Our house itself was mad. She loved cats, so we had seventeen. She loved Chanel No. 5, she loved dark red, she loved steak and Lindt bittersweet chocolate—she loved these all so well that she never considered other scents or colors or flavors; it was clear that she would drown herself in these. When she bought another kind of chocolate, it was only to make sure that it was less desirable. The pleasure of her brief infidelity was that it reconfirmed her passion for Lindt bittersweet.
Raised by such a woman, I was not taught to temper my nature; I succumbed to my own furious loves and went out into the world to follow them. But I always came back; I couldn’t stay away from my grandmother for long, and I’d pick her up to hug her. She hated that; she’d kick and I liked to feel her kicking.

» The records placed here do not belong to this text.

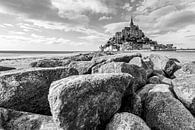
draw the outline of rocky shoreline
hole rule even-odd
[[[195,130],[194,62],[94,52],[27,63],[0,67],[2,130]]]

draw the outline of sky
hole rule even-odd
[[[98,50],[131,16],[152,40],[195,48],[195,0],[0,0],[0,50]]]

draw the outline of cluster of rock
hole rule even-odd
[[[89,53],[0,74],[0,129],[194,130],[195,63]]]

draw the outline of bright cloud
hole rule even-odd
[[[0,0],[1,49],[97,50],[131,16],[148,37],[195,48],[194,0]]]

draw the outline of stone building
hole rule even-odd
[[[158,46],[156,41],[152,41],[146,37],[139,26],[134,24],[133,18],[131,17],[129,27],[124,27],[121,32],[116,32],[101,49],[127,51],[150,49],[151,47],[164,48],[163,45]]]

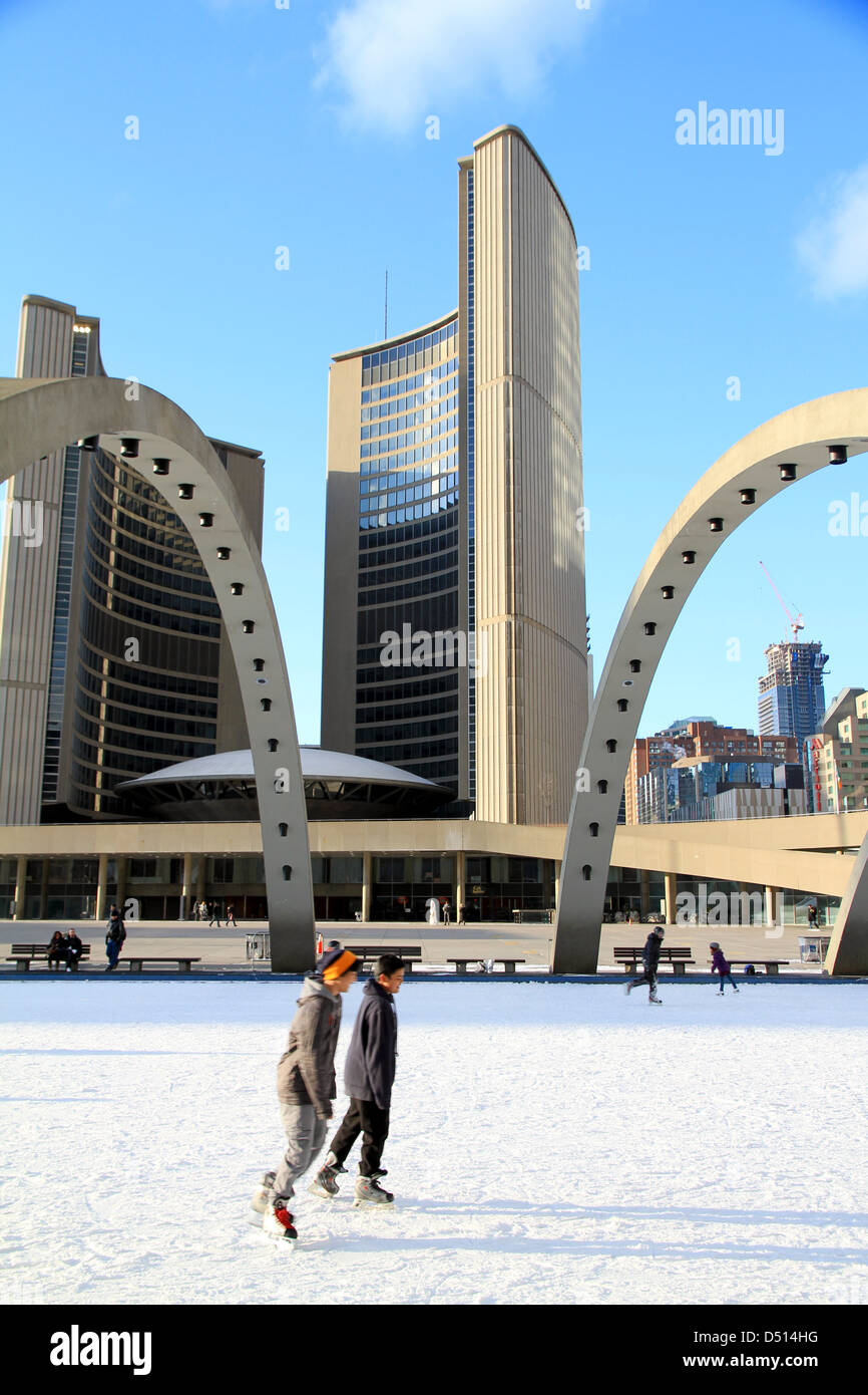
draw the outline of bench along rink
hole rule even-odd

Passion isn’t tender; it’s not kind, unless kindness is bait: Passion can appear kind for as long as it takes to ensnare its object. Those of us at the mercy of a passionate nature are children of Siva, a Hindu god with four arms, wrapped in tiger skin, mounted on a bull: god of paradox, savior of those he doesn’t annihilate, chief among vampires.
The vampire is our mascot and our caution: lustful monster, creature who loves life too much to bear to part with it, who loves it so foolishly that he ends up damned to eternal unlife, to unslakable thirst. Those afflicted by passion always want to eat or drink up the object of their desire, because what—who—they love (or hate) inspires such intensity of feeling, they are afraid it will obliterate them. It’s eat or be eaten.
My grandmother and I made ourselves sick on Lindt bittersweet chocolate, on that and on other loves.